F.M.: Em seus primeiros meses de vida, o livro tem tido uma excelente recepção crítica dentro e fora do Brasil, sendo veiculado em Portugal, no Cone Sul e em instituições como a Cinemateca do Museu de Arte Moderna do Rio de Janeiro (MAM/RJ), o Colóquio de Cinema e Arte da América Latina (COCAAL), o circuito SESC, diversos cineclubes, revistas especializadas e canais de comunicação como o Le Monde Diplomatique.
Estou bem contente com estes resultados a curto prazo e seguro de que o livro tem uma longa vida adiante. Estimo que ele possa continuar servindo de referência para as pessoas que se interessam por Cinema, Documentário e Humanidades.
* Samuel Torres Bueno é Licenciado em História pela Universidade Federal de Viçosa (UFV), mestre em História pelo Programa de Pós-Graduação em História da Universidade Federal de Ouro Preto (UFOP) e atualmente é Doutorando em História pelo Programa de Pós-Graduação em História da Universidade Federal de Minas Gerais (UFMG) sendo bolsista da Capes (Coordenação de Aperfeiçoamento de Pessoal de Nível Superior). Possui interesse nos seguintes temas: diálogos entre história e cinema, com ênfase no gênero documental; história do tempo presente; representação de perpetradores de direitos humanos e memórias das recentes ditaduras de segurança nacional no Cone Sul. E-mail: samueltorresbueno@gmail
NOTAS:
(1) Fabio Monteiro é mestre e doutor em História pela Pontifícia Universidade Católica de São Paulo (PUC/SP) e graduado em História e Filosofia pela Universidade Federal de Ouro Preto (UFOP). É documentarista formado pela Escuela Internacional de Cine y Televisión (EICTV) em Cuba, docente há 20 anos e segue como autor-editor de mais de trinta livros didáticos. Email: contato@fabio-monteiro.com
(2) Trilogia: La batalla de Chile, la lucha de un pueblo sin armas. Parte I: La insurrección de la
burguesía (1975), Parte II: El golpe de Estado (1976), Parte III: El poder popular (1979).

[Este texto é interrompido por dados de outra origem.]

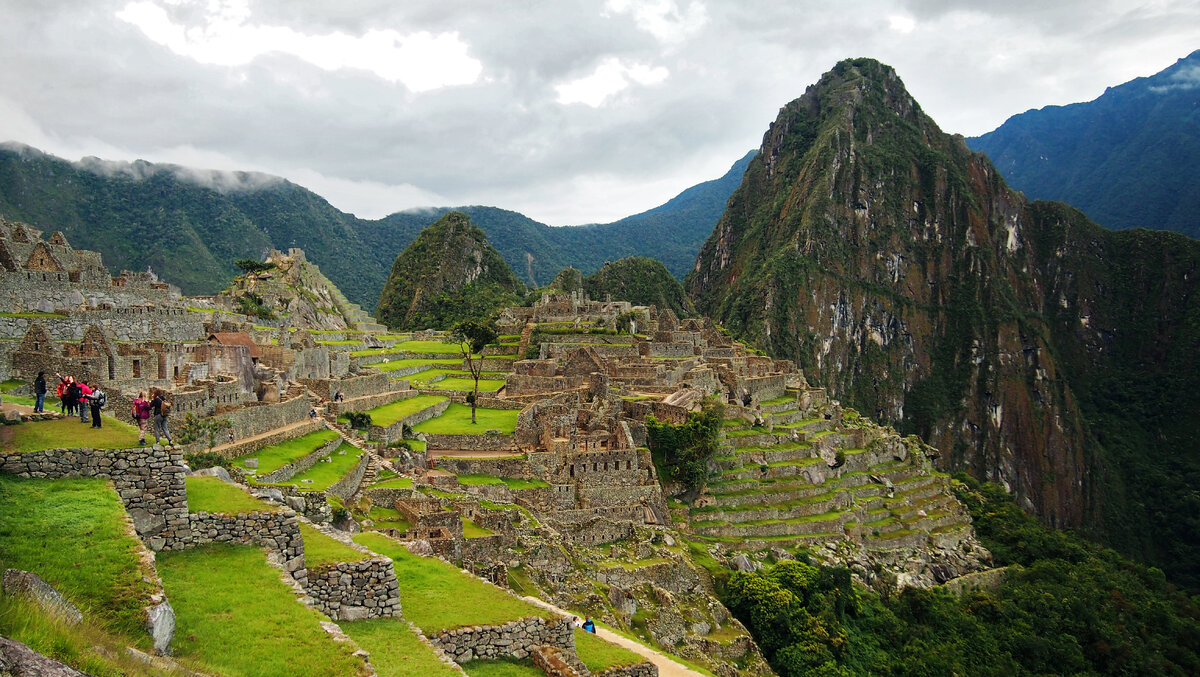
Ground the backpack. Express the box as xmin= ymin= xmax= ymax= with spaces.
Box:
xmin=132 ymin=402 xmax=140 ymax=419
xmin=94 ymin=390 xmax=106 ymax=409
xmin=160 ymin=400 xmax=172 ymax=417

(3) Coletivo de produção concebido em 1972 e liderado por Patricio Guzmán.
(4) Nascido em Valencia, em 1942, o jornalista Pedro Sempere desenvolvia uma carreira diversificada nas áreas da Publicidade, Marketing e Poesia na época em que entrevistou Guzmán em 1977. O livro “Chile, el cine contra el fascismo”, de sua autoria e de Guzmán foi editado por Fernando Torres e segue fora de catálogo para venda.
(5) Refere-se ao livro “La batalla de Chile: historia de una película”, lançado pela Editorial Catalónia, em 2020.
(6) O termo Concertación faz referência ao arranjo suprapartidário que governou o Chile entre 1990 e 2010. Ela foi formada, principalmente, pela Democracia Cristã (PDC), Partido pela Democracia (PPD), Partido Radical Social Democrata (PRSD) e Partido Socialista (PS).
(7) Criada em 1976 pelo Arcebispado de Santiago e liderado pelo cardeal Raúl Silva Henríquez, a Vicaría foi uma organização destinada à defesa dos direitos humanos e decisiva como resistência social e humanista durante o regime pinochetista.